Staying Secure When There Are No Boundaries

Nation-state actors involved in cyber intrusions have no political boundaries or limitation. Every government capable of doing so is engaged on an endless quest to use cyber as a tool to further their political ambitions or protect their populations. Every day brings forth new reports of successful exploits against very well-defended networks. If you are responsible for an IT infrastructure that has some value to an intelligence service, I am sure you are wondering how you can protect your environment against an attack.

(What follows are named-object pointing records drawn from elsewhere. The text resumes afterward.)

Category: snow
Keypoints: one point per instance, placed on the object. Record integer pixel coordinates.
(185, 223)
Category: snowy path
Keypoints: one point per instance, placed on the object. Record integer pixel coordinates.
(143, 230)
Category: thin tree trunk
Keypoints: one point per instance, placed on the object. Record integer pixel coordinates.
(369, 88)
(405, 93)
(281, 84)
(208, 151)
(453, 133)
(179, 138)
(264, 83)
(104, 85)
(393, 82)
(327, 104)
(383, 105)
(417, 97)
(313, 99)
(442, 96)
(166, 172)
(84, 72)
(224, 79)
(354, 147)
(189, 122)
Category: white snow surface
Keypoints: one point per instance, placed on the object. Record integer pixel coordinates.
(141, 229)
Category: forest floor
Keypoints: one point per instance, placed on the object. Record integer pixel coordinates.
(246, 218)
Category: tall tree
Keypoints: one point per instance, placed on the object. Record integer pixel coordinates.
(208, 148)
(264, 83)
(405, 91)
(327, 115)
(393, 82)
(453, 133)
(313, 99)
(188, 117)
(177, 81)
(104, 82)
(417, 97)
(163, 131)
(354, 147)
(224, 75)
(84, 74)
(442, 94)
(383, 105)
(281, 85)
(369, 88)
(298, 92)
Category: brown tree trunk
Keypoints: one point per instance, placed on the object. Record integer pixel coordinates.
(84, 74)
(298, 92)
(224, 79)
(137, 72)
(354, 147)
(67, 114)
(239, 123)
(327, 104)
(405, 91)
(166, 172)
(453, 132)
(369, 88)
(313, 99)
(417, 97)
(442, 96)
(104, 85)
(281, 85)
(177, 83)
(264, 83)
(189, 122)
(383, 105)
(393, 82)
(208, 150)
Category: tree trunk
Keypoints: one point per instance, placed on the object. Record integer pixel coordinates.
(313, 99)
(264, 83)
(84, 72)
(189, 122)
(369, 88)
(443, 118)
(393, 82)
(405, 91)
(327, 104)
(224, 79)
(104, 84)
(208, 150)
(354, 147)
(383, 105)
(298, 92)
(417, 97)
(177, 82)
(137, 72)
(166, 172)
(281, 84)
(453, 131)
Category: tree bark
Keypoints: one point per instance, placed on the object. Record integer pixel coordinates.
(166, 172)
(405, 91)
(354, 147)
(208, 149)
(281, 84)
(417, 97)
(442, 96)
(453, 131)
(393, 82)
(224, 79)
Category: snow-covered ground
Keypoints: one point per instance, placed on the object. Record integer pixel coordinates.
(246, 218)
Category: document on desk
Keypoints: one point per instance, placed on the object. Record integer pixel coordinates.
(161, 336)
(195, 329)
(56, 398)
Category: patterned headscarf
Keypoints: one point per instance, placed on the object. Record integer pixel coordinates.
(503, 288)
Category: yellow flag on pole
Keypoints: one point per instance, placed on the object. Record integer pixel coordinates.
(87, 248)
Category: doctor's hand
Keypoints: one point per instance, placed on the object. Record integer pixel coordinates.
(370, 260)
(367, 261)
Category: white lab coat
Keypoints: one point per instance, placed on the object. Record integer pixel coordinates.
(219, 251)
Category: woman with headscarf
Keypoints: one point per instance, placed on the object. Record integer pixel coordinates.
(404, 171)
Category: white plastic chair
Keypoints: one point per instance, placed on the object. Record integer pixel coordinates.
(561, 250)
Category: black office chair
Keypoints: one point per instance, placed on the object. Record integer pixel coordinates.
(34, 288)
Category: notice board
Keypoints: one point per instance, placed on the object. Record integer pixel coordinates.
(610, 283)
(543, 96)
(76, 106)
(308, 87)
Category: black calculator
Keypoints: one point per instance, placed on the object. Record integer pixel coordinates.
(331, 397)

While a 100 percent bulletproof defense is impossible, the strategy that the Department of Homeland Security and other agencies recommends is one based on risk mitigation, with an increasing emphasis on continuously monitoring controls to ensure not only their effectiveness in protecting assets, but also the proper allocation of capital. You can improve your chances of survivability against nation-state cyberattacks by supporting the National Institute of Standards and Technology (NIST)’s critical cyber infrastructure initiatives and developing your workforce’s cyber skills by focusing on cybersecurity training that improves your organization’s ability to identify, protect, detect, respond and recover.